The number of municipalities exterminating monkeys reached about 500 in fiscal 1999, after the government revised a law to let prefectures eradicate harmful animals, a survey released Sunday shows.

The survey by All Life In a Viable Environment found that 497 municipalities in 41 prefectures disposed of 10,161 monkeys. In Nagano Prefecture, 43 municipalities did so, followed by 31 in Mie Prefecture and 28 in Gifu Prefecture. The survey was the first to reveal such figures on a municipal level. Annual Environment Ministry statistics show figures only on a prefectural level.

The Tokyo-based ALIVE sent questionnaires to 45 prefectures in August and inquiries to municipalities. No monkeys inhabit the two remaining prefectures, Hokkaido and Okinawa.

The survey found that most municipalities asked hunters' associations to shoot the monkeys.

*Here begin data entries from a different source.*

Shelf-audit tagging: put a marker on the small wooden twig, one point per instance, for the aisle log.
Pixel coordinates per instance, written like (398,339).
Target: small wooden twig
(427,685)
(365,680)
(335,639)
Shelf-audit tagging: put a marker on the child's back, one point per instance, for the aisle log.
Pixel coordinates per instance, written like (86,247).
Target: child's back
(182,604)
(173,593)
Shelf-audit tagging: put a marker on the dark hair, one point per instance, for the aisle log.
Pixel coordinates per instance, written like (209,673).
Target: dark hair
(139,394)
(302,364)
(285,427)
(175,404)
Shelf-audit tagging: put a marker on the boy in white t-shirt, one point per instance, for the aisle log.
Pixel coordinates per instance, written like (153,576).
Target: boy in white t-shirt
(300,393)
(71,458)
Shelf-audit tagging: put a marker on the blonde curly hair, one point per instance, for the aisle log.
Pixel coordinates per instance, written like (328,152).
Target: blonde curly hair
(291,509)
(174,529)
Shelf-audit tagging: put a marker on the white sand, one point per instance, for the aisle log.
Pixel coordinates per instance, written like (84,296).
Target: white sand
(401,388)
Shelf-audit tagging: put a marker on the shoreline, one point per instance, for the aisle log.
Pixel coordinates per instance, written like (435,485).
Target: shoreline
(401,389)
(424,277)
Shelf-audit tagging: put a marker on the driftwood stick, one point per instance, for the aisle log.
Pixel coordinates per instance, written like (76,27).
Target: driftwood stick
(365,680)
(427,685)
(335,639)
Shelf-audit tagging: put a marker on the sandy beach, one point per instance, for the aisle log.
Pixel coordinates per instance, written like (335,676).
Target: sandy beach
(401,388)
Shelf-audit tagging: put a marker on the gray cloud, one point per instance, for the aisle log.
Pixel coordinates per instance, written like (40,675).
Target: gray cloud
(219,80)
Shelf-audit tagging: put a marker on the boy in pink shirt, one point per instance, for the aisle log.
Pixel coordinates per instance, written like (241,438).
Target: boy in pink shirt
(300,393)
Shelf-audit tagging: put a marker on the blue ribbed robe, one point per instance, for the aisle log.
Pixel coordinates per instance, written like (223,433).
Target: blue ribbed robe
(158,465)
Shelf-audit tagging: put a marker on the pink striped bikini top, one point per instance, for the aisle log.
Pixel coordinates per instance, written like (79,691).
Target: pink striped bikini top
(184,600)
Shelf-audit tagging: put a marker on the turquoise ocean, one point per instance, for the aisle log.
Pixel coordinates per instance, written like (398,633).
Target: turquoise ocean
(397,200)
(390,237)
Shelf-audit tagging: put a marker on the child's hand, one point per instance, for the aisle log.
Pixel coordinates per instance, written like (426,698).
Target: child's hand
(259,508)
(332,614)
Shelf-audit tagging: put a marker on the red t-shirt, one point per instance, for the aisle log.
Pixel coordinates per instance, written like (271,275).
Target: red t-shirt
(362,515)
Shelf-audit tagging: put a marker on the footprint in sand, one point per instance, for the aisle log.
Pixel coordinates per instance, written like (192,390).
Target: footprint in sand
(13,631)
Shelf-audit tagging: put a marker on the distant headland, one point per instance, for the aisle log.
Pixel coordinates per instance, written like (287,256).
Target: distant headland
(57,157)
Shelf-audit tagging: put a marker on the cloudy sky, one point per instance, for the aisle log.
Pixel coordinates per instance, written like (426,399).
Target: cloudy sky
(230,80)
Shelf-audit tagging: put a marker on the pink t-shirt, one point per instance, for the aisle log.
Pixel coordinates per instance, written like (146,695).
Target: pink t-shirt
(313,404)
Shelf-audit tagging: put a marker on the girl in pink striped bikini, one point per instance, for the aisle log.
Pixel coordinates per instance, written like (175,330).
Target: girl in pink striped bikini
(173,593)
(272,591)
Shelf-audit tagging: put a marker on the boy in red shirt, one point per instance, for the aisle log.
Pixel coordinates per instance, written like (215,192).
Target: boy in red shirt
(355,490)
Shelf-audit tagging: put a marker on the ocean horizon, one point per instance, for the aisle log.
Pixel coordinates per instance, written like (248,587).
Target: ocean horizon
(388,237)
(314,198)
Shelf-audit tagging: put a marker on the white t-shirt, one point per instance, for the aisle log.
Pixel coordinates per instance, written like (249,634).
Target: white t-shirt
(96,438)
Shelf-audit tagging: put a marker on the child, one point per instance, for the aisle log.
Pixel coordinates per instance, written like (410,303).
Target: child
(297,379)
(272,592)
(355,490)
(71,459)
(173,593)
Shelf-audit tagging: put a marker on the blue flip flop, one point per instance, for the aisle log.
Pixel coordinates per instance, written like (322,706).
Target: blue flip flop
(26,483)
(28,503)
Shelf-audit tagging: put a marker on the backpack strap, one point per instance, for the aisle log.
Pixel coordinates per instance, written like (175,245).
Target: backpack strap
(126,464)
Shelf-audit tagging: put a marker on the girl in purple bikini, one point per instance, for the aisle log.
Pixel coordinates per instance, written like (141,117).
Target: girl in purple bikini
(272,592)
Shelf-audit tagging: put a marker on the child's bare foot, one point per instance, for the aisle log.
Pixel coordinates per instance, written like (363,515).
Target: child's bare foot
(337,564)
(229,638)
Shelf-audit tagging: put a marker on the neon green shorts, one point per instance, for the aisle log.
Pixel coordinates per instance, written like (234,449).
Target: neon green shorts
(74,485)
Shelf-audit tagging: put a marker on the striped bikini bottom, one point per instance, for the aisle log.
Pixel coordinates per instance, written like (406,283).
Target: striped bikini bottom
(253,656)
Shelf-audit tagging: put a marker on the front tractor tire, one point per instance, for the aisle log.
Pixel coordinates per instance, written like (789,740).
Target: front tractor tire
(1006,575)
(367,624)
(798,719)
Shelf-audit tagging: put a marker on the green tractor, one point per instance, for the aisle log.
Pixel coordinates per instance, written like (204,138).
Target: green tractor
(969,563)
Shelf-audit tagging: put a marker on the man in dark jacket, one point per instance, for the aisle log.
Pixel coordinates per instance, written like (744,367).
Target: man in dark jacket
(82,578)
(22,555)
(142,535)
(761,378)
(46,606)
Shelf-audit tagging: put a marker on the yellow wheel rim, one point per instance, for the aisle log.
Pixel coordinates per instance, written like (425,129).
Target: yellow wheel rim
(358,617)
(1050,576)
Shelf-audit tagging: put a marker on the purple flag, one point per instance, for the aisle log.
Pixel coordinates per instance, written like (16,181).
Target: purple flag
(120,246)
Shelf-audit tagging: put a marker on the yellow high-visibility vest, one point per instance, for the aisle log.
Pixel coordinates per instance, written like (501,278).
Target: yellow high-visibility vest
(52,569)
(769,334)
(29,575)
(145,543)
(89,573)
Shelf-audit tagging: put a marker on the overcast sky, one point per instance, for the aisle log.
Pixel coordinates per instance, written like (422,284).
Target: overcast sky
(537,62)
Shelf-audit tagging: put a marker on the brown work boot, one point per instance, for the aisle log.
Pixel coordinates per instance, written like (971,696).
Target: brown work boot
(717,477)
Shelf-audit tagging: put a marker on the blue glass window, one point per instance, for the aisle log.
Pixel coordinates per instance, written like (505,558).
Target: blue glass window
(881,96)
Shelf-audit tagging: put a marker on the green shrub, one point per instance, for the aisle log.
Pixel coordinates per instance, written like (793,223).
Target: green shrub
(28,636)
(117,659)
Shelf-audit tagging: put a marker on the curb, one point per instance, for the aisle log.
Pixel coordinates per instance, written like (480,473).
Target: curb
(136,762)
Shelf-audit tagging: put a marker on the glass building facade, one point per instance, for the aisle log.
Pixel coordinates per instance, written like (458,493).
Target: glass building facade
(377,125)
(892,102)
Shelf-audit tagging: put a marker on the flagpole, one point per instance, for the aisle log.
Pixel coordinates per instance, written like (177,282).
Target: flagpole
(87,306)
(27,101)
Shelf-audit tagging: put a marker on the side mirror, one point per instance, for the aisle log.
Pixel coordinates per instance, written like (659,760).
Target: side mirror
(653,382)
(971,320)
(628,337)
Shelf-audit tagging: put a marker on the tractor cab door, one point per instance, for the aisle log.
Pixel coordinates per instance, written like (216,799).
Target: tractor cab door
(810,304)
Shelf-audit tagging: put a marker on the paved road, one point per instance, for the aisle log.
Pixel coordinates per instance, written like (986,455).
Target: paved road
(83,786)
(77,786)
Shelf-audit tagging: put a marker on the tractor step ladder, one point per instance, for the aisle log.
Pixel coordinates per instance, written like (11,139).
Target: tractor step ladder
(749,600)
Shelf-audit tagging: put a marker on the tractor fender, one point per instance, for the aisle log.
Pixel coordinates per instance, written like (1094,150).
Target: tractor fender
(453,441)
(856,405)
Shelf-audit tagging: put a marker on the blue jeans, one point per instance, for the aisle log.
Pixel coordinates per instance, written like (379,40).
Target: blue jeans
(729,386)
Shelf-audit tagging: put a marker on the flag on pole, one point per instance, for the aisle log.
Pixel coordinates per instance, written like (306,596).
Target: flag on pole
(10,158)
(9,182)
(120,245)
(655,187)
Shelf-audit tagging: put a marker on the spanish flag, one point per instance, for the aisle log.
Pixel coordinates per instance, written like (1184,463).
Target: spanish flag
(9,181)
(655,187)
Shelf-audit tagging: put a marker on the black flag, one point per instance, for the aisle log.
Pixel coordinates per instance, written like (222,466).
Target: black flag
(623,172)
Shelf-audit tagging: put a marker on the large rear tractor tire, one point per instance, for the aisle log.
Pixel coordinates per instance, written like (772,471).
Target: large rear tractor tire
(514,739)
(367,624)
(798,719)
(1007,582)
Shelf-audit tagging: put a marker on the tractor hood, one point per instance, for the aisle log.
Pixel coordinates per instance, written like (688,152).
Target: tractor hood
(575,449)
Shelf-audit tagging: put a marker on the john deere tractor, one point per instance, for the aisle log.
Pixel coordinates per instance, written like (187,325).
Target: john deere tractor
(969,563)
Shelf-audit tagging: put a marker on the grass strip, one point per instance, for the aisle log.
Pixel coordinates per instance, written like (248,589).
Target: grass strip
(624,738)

But some municipalities took what the Environment Ministry terms as "undesirable" measures to exterminate them.

Municipalities in Kyoto and Wakayama prefectures beat monkeys to death, while those in Fukushima and Aichi prefectures starved them.

Municipalities in five prefectures sold or gave monkeys to brokers and research institutes.

But those in three of the five prefectures did so without confirming that the recipients had permits from the prefectures to raise the primates, as stipulated in the revised law to protect birds and animals, the survey showed.

Fusako Nogami, head of ALIVE, said the group will soon send similar questionnaires to the municipalities in question to learn the details.

"Municipalities may end up seeing the frequent occurrence of illegal transactions of monkeys unless they dispose of them quickly and painlessly," she said.